There's no need to modify anything. Over the weekend I installed textproc/elasticsearch6 and it worked right away. There was no need to modify anything. I suggest you remove everything you added to /etc/profile as it's likely interfering.


----------



## himay (Apr 9, 2018)

SirDice said:


> There's no need to modify anything. Over the weekend I installed textproc/elasticsearch6 and it worked right away.


I find this on a fresh install as well and it starts without issue.

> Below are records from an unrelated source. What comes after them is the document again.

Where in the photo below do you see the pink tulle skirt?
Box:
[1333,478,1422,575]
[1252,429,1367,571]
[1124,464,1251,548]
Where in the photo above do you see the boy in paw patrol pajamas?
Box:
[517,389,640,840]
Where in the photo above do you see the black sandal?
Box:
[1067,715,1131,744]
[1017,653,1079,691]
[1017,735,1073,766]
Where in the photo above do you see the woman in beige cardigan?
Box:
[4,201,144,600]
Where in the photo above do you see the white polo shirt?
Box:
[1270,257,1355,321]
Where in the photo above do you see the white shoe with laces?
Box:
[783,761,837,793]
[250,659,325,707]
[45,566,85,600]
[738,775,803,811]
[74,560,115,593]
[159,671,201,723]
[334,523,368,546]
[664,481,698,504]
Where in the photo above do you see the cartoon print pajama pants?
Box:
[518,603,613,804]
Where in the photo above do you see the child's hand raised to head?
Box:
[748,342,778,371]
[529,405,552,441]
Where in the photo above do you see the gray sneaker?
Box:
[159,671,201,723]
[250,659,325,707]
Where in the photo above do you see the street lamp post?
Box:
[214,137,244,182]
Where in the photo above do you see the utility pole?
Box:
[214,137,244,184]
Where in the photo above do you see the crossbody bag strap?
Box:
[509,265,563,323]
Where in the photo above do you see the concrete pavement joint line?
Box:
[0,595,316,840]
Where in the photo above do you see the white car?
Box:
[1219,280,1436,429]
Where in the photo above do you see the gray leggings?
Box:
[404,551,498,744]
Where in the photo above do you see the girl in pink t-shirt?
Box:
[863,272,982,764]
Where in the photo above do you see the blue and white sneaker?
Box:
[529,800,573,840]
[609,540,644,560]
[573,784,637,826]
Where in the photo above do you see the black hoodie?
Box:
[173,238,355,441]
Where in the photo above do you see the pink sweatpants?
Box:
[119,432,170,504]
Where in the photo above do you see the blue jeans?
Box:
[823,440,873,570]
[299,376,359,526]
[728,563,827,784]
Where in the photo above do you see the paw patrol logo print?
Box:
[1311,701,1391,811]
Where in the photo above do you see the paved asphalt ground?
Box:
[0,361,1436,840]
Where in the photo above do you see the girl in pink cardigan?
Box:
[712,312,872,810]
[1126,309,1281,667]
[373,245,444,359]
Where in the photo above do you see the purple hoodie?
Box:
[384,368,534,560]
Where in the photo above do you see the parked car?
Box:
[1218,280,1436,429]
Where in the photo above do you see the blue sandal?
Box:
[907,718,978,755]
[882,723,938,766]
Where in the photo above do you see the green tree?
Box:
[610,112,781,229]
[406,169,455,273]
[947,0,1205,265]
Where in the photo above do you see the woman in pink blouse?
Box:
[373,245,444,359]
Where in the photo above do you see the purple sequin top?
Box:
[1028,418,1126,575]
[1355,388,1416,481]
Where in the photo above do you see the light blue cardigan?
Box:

However, you change the root shell with `chsh -s` to a shell other than /bin/csh (the default) or /bin/tcsh, textproc/elasticsearch6 then fails to find java. I ran into this last night trying to troubleshoot the cause, and I often change my working shells (both user and root) to bash.

For some reason, changing the root shell changes the $PATH being passed to `/usr/local/lib/elasticsearch/bin/elasticsearch` such that java is no longer found.

I can reproduce this on fresh installations with both:
`# chsh -s /bin/sh`
…and…
`# chsh -s /usr/local/bin/bash`


----------



## Leander (Nov 4, 2018)

himay said:


> I find this on a fresh install as well and it starts without issue.
> 
> However, you change the root shell with `chsh -s` to a shell other than /bin/csh (the default) or /bin/tcsh, textproc/elasticsearch6 then fails to find java. I ran into this last night trying to troubleshoot the cause, and I often change my working shells (both user and root) to bash.
> 
> ...


This is exactly the case. My default shell of root and other users is bash. The issue is still present.


----------



## himay (Nov 5, 2018)

Leander said:


> The issue is still present.


I don't think it will be changing any time soon.
https://lists.freebsd.org/pipermail/freebsd-elastic/2018-May/000070.html


> Changing the root shell is strongly discouraged as many assumptions are made about which shell your root user has.


----------